Mike Lawrence is a wonderful asset to our community with his insightful, humorous and well-written political columns and regular city reporting. His Wednesday, May 30, column on city consultants certainly grabbed the readers' attention. However, in this case, Mike apparently had a point he wanted to make and arranged the facts to fit the point. That it invited criticism and derision is, therefore, no surprise. If anyone looks at the list City Manager Alan Lanning produced for City Council, this is what he/she would see:
- $1.318 million are contracts with architects, engineers and environmental consultants for services associated directly with construction of public works improvements such as sewers and an airport runway, new buildings and bridges, river restoration and building rehabilitation. These are not services the city can provide in-house, but they are critical to the maintenance and development of our public infrastructure.
- $1.520 million are contracts with financing counsel architects and engineers, and construction administration for base area improvements under the auspices of the Steamboat Springs Redevelopment Authority. These are not services that our city can provide in-house, but they are critical to the redevelopment of the public infrastructure at the base area, which is now under way.
- $450,000 is pending a contract with an architectural, engineering and planning firm that will develop the plans for downtown streetscape improvements - roads, sidewalks, water and sewer and public amenities. These plans are necessary to the construction of these improvements, and the city does not have the capacity to generate these plans.
Thus, of the $4.2 million Mike listed, $3,288,000 is committed to professionals who are necessary to the construction of buildings, roads, bridges and other public infrastructure.
Without listing each of the consultants comprising the balance of $928,941, they represent initiatives that have come through community processes and are necessary in order to take the next step toward construction or implementation. Examples are the sports complex impact study and the recreation center feasibility studies.
Other consultants are conducting or have completed work necessary to the development of the linkage ordinance and airport re-certification. Still other consultants are completing work necessary for fulfillment of grant funds committed to historic preservation, cultural resources, Yampa River health and other community assets.

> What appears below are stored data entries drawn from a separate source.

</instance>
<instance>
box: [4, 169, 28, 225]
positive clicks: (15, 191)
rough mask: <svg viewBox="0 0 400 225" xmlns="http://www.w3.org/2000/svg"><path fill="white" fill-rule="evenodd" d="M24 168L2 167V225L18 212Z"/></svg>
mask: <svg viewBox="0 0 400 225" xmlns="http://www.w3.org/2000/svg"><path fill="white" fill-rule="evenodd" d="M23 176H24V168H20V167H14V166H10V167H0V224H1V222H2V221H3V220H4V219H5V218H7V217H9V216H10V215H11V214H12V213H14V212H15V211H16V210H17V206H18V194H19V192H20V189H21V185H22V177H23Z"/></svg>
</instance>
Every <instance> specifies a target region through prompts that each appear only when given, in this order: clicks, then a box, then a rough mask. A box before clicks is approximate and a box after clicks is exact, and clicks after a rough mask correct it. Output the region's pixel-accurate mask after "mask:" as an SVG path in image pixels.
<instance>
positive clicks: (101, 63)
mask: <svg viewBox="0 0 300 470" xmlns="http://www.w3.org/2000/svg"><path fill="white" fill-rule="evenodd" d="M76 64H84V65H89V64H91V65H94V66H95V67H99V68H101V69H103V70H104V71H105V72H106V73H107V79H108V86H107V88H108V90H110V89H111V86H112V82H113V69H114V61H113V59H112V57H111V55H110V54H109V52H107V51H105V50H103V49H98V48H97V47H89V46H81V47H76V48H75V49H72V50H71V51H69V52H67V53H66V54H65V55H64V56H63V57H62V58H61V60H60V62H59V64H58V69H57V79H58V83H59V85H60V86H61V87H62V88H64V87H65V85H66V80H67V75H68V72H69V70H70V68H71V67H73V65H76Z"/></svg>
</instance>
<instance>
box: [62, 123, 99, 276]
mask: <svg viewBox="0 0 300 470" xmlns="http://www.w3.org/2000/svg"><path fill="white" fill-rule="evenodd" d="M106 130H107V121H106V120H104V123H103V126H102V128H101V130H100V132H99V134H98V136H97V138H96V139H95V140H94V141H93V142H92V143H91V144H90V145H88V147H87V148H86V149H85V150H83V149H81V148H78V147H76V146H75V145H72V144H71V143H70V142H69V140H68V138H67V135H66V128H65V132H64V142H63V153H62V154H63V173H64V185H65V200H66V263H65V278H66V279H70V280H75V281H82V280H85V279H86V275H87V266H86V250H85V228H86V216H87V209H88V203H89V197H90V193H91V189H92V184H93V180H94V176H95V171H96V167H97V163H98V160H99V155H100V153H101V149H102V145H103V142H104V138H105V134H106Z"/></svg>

With the hard work and exceptional skill of the Intergovernmental Services Department, the city has been receiving between $4 and $6 million in grants annually. These grants are the foundation of most of our "'wishy-washy category' of future planning."
And given the surge of construction that is transforming our community as this commentary is being written, investing in plans for the future doesn't seem like such a bad idea.
This council has made a commitment to spend more time with policy development and give more authority to the Planning Commission to review development proposals. Policy decisions require the best information possible, and, more often than not, a community has to go to outside contractors to get that information. The Nexus study documenting commercial and residential impacts on jobs and, in turn, housing, is an example.
Finally, several of the studies listed are associated with formalized processes for developing information to help our community come to agreement on important questions or issues. They are part of "public process" to which this council has committed, to ensure that not only has it done its due diligence - making sure decisions are based on well researched and balanced information - but also that the public has been appropriately engaged, included and consulted.
As Paul Harvey famously said each day after his reporting, "Now you know the rest of the story."
Towny Anderson is a member of the Steamboat Springs City Council.